Earlier, we discussed how exactly to use Microsoft Intune to set up Veeam Agent for Mac . Today we will keep on with this series with how exactly to configure Veeam Realtor for Mac pc via Microsoft Intune.

Just how that macOS manages and configures various areas of centrally
the working applications and program is through “Construction Profiles”. A Configuration
Profile can be an XML record (.mobileconfig) which has settings to enable you to
standardize various functions within macOS. For instance, the administrator can create
a profile(s) to:

• Determine when to check on and install improvements
• Which Wi-Fi system to utilize
• Firewall configurations
• Configure applications…

including Veeam Real estate agent intended for Macintosh

• And far, a lot more

 

You might be wondering, “Why carry out I have to feel the configuration process?” simply Quite, to ensure that Veeam Broker for Mac pc to know concerning the Veeam back-up server, authenticate and create a connection, you need to import configuration information that was generated/exported when making the “Computer systems with pre-installed agents” security group .

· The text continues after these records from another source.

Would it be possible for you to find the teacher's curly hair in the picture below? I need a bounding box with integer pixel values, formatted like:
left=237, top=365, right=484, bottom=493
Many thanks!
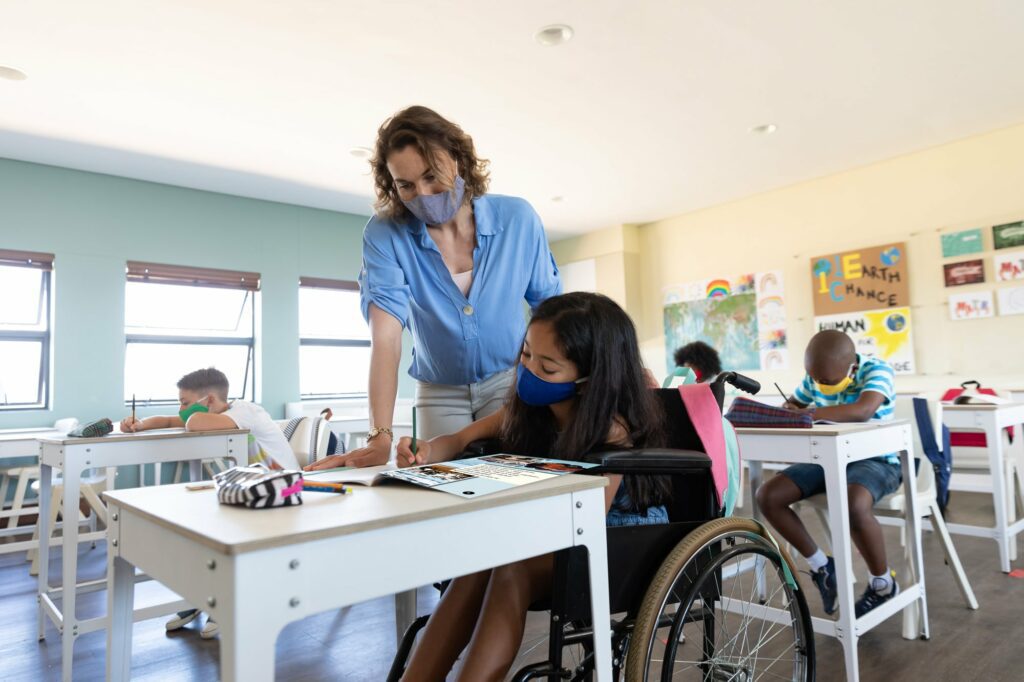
left=370, top=105, right=490, bottom=220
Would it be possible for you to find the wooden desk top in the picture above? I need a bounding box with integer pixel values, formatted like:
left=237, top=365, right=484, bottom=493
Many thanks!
left=39, top=428, right=249, bottom=445
left=736, top=419, right=910, bottom=436
left=103, top=464, right=607, bottom=554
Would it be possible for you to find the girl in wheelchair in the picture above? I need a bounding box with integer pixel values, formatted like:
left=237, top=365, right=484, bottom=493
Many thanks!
left=397, top=293, right=670, bottom=681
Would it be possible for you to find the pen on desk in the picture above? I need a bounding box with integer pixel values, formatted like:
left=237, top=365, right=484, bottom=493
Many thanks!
left=410, top=404, right=416, bottom=455
left=302, top=480, right=352, bottom=495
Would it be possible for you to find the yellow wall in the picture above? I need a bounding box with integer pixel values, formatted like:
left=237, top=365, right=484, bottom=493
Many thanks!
left=553, top=119, right=1024, bottom=390
left=551, top=225, right=642, bottom=310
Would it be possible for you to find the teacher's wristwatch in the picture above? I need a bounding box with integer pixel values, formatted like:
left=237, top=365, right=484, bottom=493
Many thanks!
left=367, top=426, right=394, bottom=442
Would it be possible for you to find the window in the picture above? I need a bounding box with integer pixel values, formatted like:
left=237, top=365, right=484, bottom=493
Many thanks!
left=125, top=261, right=260, bottom=404
left=299, top=278, right=370, bottom=400
left=0, top=249, right=53, bottom=410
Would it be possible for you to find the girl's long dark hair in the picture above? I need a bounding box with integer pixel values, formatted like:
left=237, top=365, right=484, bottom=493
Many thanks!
left=502, top=292, right=670, bottom=510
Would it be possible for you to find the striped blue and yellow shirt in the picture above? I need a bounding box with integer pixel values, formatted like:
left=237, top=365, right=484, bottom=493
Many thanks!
left=793, top=353, right=899, bottom=464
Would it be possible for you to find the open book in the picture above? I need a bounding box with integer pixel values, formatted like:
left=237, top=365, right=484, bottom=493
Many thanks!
left=303, top=455, right=597, bottom=497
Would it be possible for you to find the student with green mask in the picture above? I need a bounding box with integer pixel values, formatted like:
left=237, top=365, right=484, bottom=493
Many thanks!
left=758, top=330, right=902, bottom=617
left=121, top=368, right=299, bottom=639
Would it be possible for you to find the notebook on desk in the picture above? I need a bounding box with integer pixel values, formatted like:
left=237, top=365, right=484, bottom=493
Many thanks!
left=304, top=455, right=597, bottom=497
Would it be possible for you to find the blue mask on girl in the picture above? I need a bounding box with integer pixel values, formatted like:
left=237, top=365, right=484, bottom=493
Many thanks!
left=401, top=175, right=466, bottom=225
left=515, top=365, right=587, bottom=408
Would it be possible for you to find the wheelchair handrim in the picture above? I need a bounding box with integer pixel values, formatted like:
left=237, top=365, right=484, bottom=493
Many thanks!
left=628, top=519, right=814, bottom=681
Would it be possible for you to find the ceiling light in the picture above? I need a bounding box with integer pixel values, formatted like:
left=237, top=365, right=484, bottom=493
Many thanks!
left=750, top=123, right=778, bottom=135
left=534, top=24, right=572, bottom=47
left=0, top=66, right=28, bottom=81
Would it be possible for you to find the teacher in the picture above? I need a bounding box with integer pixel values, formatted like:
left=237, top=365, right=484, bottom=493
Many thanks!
left=306, top=106, right=561, bottom=469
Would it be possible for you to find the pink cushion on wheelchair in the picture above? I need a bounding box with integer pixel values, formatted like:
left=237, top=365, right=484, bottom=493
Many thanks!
left=679, top=384, right=729, bottom=507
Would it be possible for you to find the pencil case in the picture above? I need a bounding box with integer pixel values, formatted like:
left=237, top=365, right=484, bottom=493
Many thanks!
left=68, top=417, right=114, bottom=438
left=213, top=464, right=302, bottom=509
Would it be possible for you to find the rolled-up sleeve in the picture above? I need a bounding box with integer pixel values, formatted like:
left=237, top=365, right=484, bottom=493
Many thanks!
left=526, top=212, right=562, bottom=308
left=359, top=220, right=410, bottom=329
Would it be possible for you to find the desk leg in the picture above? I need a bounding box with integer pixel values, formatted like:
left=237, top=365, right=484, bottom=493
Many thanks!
left=984, top=416, right=1017, bottom=573
left=816, top=450, right=860, bottom=682
left=106, top=552, right=135, bottom=682
left=394, top=590, right=416, bottom=645
left=217, top=602, right=280, bottom=682
left=746, top=462, right=768, bottom=603
left=900, top=451, right=929, bottom=639
left=36, top=464, right=53, bottom=642
left=572, top=488, right=611, bottom=682
left=59, top=462, right=82, bottom=682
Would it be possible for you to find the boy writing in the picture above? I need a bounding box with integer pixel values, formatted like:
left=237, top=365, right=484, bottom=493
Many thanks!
left=758, top=330, right=902, bottom=617
left=121, top=368, right=299, bottom=639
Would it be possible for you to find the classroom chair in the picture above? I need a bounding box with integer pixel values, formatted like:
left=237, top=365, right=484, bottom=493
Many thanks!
left=804, top=395, right=978, bottom=626
left=276, top=417, right=331, bottom=467
left=942, top=390, right=1024, bottom=509
left=26, top=458, right=115, bottom=576
left=0, top=417, right=78, bottom=532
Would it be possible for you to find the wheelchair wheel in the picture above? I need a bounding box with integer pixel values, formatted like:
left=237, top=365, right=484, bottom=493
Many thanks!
left=626, top=518, right=814, bottom=682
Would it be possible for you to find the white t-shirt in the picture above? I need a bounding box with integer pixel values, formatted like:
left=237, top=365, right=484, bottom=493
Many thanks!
left=224, top=400, right=300, bottom=469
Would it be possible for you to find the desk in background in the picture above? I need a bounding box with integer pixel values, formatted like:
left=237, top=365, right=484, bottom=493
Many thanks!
left=942, top=402, right=1024, bottom=573
left=38, top=429, right=249, bottom=682
left=736, top=420, right=928, bottom=682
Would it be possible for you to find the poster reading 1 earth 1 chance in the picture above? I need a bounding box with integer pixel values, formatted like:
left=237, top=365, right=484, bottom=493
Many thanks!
left=811, top=243, right=915, bottom=374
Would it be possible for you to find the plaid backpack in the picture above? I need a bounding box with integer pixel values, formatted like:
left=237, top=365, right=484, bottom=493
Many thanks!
left=213, top=464, right=302, bottom=509
left=725, top=397, right=814, bottom=429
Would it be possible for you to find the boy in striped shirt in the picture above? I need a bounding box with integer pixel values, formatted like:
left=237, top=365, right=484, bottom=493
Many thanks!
left=758, top=330, right=902, bottom=617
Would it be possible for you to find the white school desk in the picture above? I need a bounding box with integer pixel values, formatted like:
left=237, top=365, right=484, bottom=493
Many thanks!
left=38, top=429, right=249, bottom=681
left=0, top=427, right=63, bottom=554
left=0, top=427, right=63, bottom=460
left=942, top=402, right=1024, bottom=573
left=736, top=420, right=928, bottom=682
left=103, top=474, right=611, bottom=682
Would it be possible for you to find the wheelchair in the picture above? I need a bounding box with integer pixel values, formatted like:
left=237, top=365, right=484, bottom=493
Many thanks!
left=387, top=372, right=815, bottom=682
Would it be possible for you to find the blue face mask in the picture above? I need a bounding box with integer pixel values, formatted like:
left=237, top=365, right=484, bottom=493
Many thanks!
left=515, top=365, right=587, bottom=408
left=401, top=175, right=466, bottom=225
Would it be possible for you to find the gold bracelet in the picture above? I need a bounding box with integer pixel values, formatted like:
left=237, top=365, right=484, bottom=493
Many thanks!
left=367, top=426, right=394, bottom=442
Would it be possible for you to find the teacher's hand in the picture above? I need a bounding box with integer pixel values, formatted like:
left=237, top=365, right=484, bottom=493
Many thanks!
left=395, top=436, right=430, bottom=467
left=303, top=438, right=391, bottom=471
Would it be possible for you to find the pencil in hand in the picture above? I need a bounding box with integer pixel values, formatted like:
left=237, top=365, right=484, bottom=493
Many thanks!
left=409, top=404, right=416, bottom=455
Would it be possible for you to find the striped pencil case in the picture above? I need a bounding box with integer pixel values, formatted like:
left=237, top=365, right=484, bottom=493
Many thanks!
left=213, top=464, right=302, bottom=509
left=68, top=417, right=114, bottom=438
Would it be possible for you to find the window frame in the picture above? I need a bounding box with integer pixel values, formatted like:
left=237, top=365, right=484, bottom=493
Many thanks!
left=125, top=261, right=260, bottom=407
left=299, top=276, right=372, bottom=402
left=0, top=258, right=53, bottom=412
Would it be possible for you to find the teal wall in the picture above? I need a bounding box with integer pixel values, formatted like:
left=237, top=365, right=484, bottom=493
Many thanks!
left=0, top=159, right=413, bottom=428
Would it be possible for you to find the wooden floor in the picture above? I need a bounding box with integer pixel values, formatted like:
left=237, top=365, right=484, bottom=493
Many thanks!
left=0, top=494, right=1024, bottom=682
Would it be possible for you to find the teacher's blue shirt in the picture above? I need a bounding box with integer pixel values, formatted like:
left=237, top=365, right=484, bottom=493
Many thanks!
left=359, top=195, right=562, bottom=385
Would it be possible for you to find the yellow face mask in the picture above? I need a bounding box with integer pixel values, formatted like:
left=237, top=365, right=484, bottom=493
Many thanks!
left=814, top=365, right=856, bottom=395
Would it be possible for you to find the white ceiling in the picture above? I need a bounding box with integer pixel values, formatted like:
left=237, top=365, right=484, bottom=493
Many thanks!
left=0, top=0, right=1024, bottom=236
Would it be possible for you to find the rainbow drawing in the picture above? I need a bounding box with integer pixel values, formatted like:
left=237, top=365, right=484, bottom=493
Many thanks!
left=708, top=280, right=731, bottom=298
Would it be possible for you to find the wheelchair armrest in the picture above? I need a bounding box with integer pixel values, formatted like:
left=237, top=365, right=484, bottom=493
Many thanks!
left=580, top=447, right=711, bottom=475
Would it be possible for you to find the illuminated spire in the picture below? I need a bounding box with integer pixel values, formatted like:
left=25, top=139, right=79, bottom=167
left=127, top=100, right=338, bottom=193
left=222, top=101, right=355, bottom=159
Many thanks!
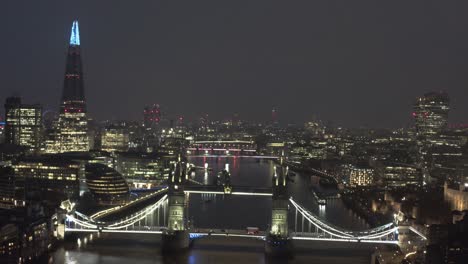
left=70, top=20, right=80, bottom=46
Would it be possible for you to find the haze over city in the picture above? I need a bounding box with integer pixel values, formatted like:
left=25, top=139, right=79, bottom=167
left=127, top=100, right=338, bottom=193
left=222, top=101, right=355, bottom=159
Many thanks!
left=0, top=0, right=468, bottom=264
left=0, top=0, right=468, bottom=127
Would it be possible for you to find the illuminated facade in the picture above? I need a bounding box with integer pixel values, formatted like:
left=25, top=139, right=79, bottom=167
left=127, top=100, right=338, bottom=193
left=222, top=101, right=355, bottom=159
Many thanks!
left=0, top=166, right=24, bottom=209
left=270, top=165, right=289, bottom=238
left=101, top=126, right=130, bottom=152
left=13, top=157, right=82, bottom=199
left=5, top=97, right=42, bottom=150
left=444, top=182, right=468, bottom=211
left=413, top=92, right=450, bottom=138
left=56, top=21, right=89, bottom=152
left=383, top=163, right=422, bottom=188
left=349, top=167, right=374, bottom=187
left=115, top=152, right=176, bottom=189
left=143, top=104, right=161, bottom=128
left=86, top=163, right=129, bottom=205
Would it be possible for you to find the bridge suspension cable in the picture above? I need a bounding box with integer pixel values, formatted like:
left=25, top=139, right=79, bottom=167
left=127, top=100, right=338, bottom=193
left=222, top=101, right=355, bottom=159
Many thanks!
left=289, top=198, right=398, bottom=241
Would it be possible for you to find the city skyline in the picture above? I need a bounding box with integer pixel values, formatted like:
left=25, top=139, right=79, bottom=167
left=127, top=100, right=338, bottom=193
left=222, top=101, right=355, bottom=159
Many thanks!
left=0, top=1, right=468, bottom=127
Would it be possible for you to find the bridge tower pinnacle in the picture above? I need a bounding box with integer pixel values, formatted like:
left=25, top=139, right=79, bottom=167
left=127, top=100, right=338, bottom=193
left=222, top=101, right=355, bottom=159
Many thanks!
left=265, top=162, right=292, bottom=256
left=162, top=157, right=189, bottom=251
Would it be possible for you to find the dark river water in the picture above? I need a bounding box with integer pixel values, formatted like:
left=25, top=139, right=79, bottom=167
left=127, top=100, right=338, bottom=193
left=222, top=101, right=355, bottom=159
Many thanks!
left=50, top=157, right=371, bottom=264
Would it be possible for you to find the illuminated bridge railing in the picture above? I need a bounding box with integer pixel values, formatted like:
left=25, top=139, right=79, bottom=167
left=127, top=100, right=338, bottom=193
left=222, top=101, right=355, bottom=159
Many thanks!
left=65, top=195, right=398, bottom=244
left=65, top=194, right=167, bottom=233
left=289, top=198, right=398, bottom=244
left=90, top=187, right=168, bottom=220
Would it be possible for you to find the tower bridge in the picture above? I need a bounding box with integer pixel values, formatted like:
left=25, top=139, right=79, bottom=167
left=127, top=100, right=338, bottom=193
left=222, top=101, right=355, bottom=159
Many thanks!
left=64, top=158, right=420, bottom=255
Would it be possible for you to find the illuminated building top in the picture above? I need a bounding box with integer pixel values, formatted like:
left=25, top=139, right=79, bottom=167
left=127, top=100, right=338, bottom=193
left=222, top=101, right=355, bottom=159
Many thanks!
left=70, top=20, right=80, bottom=46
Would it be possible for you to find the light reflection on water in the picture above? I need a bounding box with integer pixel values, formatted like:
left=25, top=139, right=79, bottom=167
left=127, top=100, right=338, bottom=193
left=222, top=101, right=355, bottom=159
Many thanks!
left=51, top=157, right=369, bottom=264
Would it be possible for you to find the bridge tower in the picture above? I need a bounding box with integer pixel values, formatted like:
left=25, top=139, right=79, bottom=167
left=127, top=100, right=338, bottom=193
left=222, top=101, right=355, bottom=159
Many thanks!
left=265, top=159, right=293, bottom=257
left=162, top=157, right=189, bottom=251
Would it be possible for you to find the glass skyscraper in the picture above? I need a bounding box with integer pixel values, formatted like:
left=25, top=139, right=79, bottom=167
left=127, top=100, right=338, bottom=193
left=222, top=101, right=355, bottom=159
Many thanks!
left=56, top=21, right=89, bottom=152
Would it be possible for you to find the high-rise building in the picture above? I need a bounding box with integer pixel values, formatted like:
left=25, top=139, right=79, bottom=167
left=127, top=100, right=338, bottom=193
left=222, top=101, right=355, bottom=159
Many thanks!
left=101, top=125, right=129, bottom=152
left=0, top=166, right=24, bottom=209
left=413, top=92, right=450, bottom=184
left=5, top=97, right=42, bottom=150
left=143, top=104, right=161, bottom=128
left=57, top=20, right=89, bottom=152
left=413, top=92, right=449, bottom=138
left=13, top=156, right=83, bottom=198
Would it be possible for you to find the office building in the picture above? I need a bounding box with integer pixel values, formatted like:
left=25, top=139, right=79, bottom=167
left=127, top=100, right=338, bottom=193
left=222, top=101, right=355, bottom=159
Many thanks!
left=5, top=97, right=42, bottom=150
left=57, top=21, right=90, bottom=152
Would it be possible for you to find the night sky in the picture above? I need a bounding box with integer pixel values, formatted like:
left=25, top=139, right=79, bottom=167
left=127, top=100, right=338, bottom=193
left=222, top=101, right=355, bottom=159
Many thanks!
left=0, top=0, right=468, bottom=127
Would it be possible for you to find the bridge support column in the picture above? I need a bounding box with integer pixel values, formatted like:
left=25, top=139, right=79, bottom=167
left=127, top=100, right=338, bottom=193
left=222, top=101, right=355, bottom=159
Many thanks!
left=162, top=160, right=190, bottom=252
left=265, top=166, right=293, bottom=257
left=162, top=191, right=190, bottom=251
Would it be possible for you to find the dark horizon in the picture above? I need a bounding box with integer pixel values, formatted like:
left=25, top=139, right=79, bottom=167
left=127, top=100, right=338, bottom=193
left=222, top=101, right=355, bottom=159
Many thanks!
left=0, top=0, right=468, bottom=127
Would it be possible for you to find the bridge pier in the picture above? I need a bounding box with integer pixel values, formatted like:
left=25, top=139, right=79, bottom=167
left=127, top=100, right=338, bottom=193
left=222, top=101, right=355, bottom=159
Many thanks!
left=265, top=166, right=293, bottom=257
left=161, top=160, right=190, bottom=252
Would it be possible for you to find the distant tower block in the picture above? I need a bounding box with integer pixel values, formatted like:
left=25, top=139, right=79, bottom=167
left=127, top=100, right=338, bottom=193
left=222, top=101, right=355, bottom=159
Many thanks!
left=143, top=104, right=161, bottom=128
left=55, top=20, right=89, bottom=152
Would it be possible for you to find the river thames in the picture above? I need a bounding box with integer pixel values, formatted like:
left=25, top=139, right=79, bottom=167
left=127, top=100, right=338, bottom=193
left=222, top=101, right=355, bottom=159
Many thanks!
left=49, top=156, right=380, bottom=264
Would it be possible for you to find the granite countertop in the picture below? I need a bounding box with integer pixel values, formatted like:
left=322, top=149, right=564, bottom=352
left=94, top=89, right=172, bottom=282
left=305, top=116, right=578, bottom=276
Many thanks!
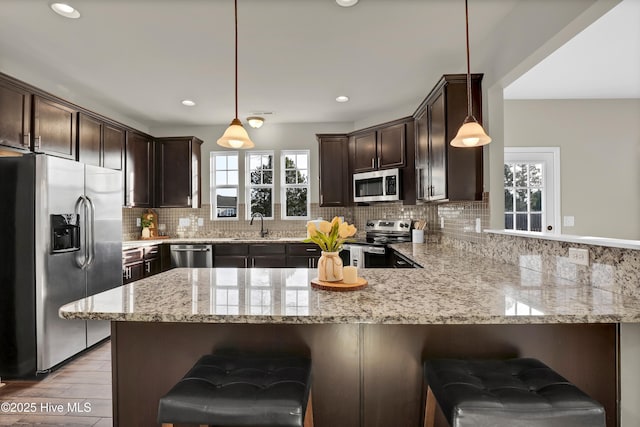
left=122, top=236, right=306, bottom=249
left=60, top=243, right=640, bottom=324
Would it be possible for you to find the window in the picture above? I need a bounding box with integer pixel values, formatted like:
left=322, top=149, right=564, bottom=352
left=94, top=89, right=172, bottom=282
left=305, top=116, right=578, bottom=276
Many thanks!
left=504, top=147, right=560, bottom=233
left=280, top=150, right=310, bottom=219
left=245, top=151, right=273, bottom=219
left=211, top=151, right=239, bottom=219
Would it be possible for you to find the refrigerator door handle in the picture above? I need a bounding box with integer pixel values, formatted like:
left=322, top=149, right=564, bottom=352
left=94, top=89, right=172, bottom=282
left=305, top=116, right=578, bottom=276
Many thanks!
left=75, top=196, right=87, bottom=270
left=85, top=197, right=96, bottom=267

Similar to the installation, Veeam offers 2 solution to configure Veeam
Realtor for Mac :

Typically
utilized when configuring a small amount of macOS systems that want protection

• Automated
  • ConfigurationProfile deployment via Cell phone Device Administration (MDM)

Typically used when
configuring numerous macOS systems that want protection

One MDM solution that’s growing inside popularity is Microsoft Intune. It is a cloud-based services that delivers MDM capabilities for laptop computers, phones, tablets and computer systems… including Macs! And when you were thinking how exactly to leverage Microsoft Intune to automate the construction of Veeam Real estate agent for Macintosh , you attended to the proper place!

This blog will undoubtedly be broken down in to the following sections:

• Pre-requisites for an effective configuration
• The objective of the XML and mobileconfig documents
• Creation of the

Configuration Profile template – Total Disk Gain access to

• Creation of the Construction Profile template – Veeam
  construction
• Creation of the Construction Profile in Microsoft
  Intune
• Verify that the User profile is deployed and working

 

Pre-requisites for a

prosperous configuration:

To make sure that Veeam Broker for Mac pc could be deployed via Microsoft
Intune, listed below are prerequisites:

• Mac computer(s) are

signed up for Intune

• Consumer signed-in to
  Company Portal Program on Macintosh

• Veeam Realtor for

Mac pc has been installed however, not configured

The objective of the XML and

mobileconfig data files:

Let’s dig in to the various documents that Veeam Real estate agent for Macintosh and
Microsoft Intune utilizes for configuration.

Veeam XML Configuration

Files

You can find two XML files generated
within the “Computers with pre-installed agents” protection group creation
process:

• <Name of Security Team>.xml
• <Title of Protection Team>_escaped.xml

 

Both XML files support the
same information, just formatted differently. Each XML document contains
information related (however, not limited) to:

• Veeam backup server edition, name and Ip
• Port for connecting to the Veeam back-up server on
• Certificate details

Why is there two XML files
containing exactly the same data however in different formats? According to the MDM
solution, some support some other and non-escaped support escaped types. For example:

• Microsoft Intune and simpleMDM assistance escapedvariations of the XML document
• JAMF supports non-escaped variations of the XML document

For the purposes of the blog,
we will be utilizing the document with “escaped” in the name as this is exactly what Microsoft
Intune requires.

mobileconfig

(Configuration User profile)

A mobileconfig document (also XML)
can be used to configure software and devices jogging macOS.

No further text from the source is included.